Sunday, April 22, 2018
For Tuesday: The Tempest, Acts 3-4
As you finish The Tempest, here are a few ideas to consider:
* Much of The Tempest reads like a play-within-a-play: how does Shakespeare achieve this quality? When do we feel we're watching the actors play roles inside their own, and when do we seem to be watching the "real" action?
* Caliban claims that "They all do hate him/As rootedly as I" (3.2). Is Caliban lying here? Is Prospero a much hated tyrant who the entire island wishes to dethrone? How might this compare with the reasons he was booted out of Milan many years ago?
* Though playing a somewhat comic role in a comic sub-plot, how does Shakespeare make Caliban surprisingly round in these acts?

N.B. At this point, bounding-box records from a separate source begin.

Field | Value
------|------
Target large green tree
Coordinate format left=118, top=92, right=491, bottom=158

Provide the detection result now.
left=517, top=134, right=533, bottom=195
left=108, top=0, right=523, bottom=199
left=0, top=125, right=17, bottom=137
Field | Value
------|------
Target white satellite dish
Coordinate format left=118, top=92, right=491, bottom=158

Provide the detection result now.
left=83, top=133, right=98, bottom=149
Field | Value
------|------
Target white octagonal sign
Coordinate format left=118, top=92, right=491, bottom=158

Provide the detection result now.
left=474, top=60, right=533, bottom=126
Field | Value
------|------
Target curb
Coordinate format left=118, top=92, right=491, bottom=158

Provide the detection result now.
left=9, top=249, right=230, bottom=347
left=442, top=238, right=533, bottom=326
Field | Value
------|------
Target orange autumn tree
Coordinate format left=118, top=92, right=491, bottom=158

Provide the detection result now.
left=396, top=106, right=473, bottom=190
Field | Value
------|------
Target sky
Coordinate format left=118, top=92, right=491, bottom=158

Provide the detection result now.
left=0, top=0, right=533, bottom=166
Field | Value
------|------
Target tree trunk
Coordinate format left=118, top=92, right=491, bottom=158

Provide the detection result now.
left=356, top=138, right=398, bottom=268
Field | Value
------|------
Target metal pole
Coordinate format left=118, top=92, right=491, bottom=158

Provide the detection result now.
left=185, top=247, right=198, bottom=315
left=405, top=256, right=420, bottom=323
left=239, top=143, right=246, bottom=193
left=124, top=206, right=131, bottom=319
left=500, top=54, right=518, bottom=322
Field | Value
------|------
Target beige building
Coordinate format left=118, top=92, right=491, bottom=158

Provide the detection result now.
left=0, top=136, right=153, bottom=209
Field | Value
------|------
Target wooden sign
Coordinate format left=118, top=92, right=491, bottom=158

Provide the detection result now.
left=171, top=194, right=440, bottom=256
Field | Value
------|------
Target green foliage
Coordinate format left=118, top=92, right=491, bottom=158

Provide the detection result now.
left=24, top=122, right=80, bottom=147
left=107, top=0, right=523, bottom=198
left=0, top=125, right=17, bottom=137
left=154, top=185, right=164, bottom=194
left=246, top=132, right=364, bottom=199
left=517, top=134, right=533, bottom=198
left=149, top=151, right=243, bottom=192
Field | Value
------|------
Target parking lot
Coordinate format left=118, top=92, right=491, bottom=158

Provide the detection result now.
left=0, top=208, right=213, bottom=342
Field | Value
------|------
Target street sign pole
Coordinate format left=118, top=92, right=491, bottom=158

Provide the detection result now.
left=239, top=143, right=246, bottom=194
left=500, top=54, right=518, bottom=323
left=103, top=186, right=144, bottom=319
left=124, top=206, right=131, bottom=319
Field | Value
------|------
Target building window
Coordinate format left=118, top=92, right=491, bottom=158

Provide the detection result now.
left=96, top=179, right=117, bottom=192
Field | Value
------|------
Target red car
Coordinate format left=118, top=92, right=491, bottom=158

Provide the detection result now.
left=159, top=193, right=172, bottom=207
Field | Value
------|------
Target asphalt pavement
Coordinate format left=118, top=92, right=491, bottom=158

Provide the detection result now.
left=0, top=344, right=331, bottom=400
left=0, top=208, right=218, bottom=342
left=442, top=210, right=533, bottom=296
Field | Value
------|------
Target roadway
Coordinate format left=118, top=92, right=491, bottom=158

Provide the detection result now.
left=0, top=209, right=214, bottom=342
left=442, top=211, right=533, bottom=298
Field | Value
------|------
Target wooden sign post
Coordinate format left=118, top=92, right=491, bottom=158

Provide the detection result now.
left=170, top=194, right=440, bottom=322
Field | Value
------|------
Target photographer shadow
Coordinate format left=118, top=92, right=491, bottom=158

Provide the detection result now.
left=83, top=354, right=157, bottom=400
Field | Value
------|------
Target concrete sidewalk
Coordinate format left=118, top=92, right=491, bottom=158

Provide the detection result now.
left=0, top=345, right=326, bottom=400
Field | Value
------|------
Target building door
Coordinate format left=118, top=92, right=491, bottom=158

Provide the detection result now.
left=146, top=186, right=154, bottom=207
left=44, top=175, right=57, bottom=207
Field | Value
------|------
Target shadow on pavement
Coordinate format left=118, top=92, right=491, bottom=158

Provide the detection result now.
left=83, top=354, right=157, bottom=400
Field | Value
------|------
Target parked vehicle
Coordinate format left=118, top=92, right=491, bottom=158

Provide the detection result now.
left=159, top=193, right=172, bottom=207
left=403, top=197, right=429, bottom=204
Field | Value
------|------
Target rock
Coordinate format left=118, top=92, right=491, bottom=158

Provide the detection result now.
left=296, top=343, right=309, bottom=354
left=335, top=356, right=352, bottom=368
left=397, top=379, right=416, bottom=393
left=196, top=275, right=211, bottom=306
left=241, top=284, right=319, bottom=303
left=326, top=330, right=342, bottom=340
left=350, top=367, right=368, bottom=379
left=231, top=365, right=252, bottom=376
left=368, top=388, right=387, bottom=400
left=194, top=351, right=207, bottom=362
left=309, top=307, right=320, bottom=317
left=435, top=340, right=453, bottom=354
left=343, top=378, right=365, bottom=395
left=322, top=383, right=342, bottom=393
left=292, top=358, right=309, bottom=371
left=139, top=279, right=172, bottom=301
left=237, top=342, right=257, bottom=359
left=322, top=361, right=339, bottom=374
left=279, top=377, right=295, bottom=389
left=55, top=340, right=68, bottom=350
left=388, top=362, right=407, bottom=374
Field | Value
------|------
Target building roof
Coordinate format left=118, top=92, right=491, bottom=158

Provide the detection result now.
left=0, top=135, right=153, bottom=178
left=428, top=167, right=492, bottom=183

Why do you think he does so, since it slightly serves to unbalance the comedy of the plot?
* Why does Prospero threaten Ferdinand numerous times not to sleep with Miranda before their wedding night? Why would he assume Ferdinand would do so? (could he be setting him up??)

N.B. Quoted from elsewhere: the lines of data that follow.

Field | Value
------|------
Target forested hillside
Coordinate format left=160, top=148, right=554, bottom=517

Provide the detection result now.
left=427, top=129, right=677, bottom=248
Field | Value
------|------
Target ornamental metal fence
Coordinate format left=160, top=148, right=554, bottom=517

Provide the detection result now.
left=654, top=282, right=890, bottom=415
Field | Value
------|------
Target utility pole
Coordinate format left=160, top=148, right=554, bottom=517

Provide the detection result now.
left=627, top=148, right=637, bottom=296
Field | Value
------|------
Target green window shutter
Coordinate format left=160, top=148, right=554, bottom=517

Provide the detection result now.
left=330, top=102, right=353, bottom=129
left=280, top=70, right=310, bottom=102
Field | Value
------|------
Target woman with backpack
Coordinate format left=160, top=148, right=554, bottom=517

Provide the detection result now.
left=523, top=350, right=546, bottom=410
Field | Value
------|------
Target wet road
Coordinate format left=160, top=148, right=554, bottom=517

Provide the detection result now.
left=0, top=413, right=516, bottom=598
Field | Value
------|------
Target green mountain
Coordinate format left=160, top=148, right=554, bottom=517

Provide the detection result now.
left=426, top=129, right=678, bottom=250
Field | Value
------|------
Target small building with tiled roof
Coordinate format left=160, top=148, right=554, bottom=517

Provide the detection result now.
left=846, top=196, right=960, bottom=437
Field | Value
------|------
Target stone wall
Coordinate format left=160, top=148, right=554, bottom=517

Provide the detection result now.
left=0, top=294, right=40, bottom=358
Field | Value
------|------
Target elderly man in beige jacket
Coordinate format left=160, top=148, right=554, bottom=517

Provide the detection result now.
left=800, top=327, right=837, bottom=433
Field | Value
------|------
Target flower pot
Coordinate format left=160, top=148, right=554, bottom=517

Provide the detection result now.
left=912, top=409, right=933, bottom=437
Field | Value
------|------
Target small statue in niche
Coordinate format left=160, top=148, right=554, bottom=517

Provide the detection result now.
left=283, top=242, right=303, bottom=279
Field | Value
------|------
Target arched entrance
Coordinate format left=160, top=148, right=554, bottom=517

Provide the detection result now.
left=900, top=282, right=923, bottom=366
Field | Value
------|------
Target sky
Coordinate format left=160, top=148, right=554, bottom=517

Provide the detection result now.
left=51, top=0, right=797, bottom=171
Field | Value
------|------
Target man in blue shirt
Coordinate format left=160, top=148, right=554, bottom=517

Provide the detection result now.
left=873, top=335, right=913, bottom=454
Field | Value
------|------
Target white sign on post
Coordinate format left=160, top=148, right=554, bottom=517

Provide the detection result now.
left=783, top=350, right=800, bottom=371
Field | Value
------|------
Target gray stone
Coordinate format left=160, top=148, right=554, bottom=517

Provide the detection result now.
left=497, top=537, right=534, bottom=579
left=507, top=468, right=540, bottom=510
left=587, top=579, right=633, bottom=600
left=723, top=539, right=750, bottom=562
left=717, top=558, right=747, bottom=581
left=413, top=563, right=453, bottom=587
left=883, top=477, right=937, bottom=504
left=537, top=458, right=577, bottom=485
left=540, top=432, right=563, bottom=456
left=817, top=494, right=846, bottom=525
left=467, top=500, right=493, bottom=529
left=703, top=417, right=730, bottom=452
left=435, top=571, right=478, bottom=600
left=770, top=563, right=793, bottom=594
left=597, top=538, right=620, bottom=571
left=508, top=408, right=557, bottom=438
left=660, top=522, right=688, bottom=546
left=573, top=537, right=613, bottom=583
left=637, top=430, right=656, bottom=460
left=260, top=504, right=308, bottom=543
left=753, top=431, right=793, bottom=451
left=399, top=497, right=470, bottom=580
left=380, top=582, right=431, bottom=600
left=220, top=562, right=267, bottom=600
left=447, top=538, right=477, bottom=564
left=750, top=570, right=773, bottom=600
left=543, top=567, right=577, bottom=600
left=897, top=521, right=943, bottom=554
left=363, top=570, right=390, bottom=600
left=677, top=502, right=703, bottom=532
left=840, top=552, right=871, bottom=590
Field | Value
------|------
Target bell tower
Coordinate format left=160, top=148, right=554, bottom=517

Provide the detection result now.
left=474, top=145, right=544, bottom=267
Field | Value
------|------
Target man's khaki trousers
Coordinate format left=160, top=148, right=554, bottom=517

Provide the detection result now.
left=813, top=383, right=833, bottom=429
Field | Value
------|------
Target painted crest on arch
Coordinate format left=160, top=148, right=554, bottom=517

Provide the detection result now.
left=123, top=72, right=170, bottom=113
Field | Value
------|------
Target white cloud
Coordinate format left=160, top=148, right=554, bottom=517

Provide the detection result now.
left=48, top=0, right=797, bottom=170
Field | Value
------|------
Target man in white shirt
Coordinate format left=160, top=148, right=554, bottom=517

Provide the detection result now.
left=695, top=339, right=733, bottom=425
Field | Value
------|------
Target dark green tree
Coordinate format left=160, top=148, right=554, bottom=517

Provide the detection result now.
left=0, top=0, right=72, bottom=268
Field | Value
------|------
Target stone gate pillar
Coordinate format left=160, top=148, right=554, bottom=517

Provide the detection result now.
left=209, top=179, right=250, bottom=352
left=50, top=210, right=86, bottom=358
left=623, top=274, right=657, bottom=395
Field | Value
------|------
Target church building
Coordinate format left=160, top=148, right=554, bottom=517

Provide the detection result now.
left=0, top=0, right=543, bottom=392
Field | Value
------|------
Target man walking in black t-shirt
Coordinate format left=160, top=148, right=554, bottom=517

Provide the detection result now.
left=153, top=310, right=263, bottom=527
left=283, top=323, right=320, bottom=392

* What do you make of the elaborate play (or "masque," a 17th century genre where allegorical figures perform with song and dance) in 4.1 with Iris, Ceres, and Juno? What is the "plot" of this play, and why is it staged for Ferdinand and Miranda?
* Several of Prospero's late speeches are considered autobiographical for Shakespeare, though of course we can't really know what he thought or felt. What speeches seem to have a curious double meaning about the stage and/or the retirement of a famous playwright?

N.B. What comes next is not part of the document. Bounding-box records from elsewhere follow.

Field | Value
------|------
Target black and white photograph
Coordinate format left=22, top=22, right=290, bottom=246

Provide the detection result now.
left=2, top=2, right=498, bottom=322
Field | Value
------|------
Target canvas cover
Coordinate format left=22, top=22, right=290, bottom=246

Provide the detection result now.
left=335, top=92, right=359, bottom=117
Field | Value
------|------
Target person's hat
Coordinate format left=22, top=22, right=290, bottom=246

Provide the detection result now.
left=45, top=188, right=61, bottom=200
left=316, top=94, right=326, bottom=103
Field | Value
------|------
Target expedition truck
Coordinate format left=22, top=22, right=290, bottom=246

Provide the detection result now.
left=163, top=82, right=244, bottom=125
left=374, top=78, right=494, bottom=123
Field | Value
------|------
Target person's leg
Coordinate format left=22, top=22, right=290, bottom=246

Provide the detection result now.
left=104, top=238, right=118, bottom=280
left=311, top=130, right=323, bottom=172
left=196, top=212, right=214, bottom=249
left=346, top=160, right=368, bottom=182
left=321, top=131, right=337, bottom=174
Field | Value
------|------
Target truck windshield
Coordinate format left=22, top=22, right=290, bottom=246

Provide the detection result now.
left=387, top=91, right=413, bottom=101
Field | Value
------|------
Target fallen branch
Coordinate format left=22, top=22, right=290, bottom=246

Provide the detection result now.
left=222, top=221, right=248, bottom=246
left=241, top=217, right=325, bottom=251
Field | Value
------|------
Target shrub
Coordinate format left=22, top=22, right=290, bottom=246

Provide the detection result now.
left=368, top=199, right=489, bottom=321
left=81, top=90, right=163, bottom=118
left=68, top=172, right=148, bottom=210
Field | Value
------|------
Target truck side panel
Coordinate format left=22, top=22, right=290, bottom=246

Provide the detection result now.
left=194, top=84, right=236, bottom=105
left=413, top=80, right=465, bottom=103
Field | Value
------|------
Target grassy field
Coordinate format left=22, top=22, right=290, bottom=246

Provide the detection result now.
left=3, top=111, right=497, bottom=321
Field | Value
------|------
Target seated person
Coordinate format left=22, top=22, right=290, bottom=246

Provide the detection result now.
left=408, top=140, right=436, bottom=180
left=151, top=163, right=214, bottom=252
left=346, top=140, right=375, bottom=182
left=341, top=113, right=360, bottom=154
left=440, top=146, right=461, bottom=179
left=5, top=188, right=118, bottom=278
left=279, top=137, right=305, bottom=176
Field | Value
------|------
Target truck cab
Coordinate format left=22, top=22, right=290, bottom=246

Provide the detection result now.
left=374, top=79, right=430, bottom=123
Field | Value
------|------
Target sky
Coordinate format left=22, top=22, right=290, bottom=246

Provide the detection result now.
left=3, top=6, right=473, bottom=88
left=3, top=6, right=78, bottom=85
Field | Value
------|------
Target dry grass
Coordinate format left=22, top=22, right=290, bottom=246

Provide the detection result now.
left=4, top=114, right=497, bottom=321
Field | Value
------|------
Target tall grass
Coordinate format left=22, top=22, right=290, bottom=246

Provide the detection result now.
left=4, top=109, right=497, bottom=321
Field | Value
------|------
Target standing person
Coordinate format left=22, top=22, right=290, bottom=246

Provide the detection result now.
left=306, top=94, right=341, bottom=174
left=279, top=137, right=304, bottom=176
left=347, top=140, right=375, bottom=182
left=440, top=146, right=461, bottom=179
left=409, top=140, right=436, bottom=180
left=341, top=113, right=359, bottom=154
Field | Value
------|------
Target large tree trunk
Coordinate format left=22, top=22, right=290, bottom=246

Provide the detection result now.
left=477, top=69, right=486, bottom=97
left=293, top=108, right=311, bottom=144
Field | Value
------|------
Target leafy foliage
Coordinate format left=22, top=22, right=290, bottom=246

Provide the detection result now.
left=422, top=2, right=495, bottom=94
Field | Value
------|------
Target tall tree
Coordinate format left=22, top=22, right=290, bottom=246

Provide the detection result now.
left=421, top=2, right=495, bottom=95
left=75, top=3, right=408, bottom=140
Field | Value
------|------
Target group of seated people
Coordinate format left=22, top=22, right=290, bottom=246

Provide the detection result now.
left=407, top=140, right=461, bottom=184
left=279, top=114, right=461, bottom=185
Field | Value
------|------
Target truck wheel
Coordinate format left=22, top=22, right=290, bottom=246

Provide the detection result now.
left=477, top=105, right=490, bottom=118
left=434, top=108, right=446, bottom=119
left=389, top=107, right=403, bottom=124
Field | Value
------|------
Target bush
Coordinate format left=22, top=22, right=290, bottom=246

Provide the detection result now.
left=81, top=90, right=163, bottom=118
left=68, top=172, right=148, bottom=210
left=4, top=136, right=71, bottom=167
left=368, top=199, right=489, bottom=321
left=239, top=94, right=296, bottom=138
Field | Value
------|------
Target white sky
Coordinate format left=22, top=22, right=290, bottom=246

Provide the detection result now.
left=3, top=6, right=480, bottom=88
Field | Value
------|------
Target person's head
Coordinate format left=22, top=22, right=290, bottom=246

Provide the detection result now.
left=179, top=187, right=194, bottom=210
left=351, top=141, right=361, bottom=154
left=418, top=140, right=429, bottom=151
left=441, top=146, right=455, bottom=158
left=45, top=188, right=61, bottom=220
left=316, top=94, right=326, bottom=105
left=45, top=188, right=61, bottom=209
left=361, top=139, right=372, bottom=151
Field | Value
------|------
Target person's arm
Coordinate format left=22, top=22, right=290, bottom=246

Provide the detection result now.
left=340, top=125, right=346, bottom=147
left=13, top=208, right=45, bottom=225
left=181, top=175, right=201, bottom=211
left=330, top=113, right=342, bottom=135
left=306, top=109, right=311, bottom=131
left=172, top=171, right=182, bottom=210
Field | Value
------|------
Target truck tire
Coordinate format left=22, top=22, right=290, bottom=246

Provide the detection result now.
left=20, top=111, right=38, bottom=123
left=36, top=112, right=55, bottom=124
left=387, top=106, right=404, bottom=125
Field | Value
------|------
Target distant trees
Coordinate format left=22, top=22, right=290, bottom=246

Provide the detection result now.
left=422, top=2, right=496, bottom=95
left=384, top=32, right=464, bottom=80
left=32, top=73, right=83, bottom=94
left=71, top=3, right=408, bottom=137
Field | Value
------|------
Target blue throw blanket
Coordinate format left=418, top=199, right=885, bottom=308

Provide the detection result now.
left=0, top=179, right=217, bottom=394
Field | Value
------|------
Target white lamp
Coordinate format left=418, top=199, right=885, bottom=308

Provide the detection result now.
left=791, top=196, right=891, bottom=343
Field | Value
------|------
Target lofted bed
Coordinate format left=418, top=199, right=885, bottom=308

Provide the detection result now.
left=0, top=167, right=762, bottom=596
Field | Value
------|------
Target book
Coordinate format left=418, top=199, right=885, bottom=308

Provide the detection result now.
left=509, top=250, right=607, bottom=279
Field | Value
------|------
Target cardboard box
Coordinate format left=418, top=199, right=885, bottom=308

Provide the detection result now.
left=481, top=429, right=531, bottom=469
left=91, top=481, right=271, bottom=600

* At the end of Act 4, Prospero says, "At this hour/Lies at my mercy all mine enemies," though soon after, in 5.1, he suddenly says, "The rarer action is/In virtue than in vengeance." Did he always mean to pardon his enemies with a show of strength? Or does something convince him to abandon his plans?
* Is Caliban redeemed at the end? If so, is it believable? Has he changed--or has Prospero's vision of him changed? Does the play offer a happy ending between "father and son"?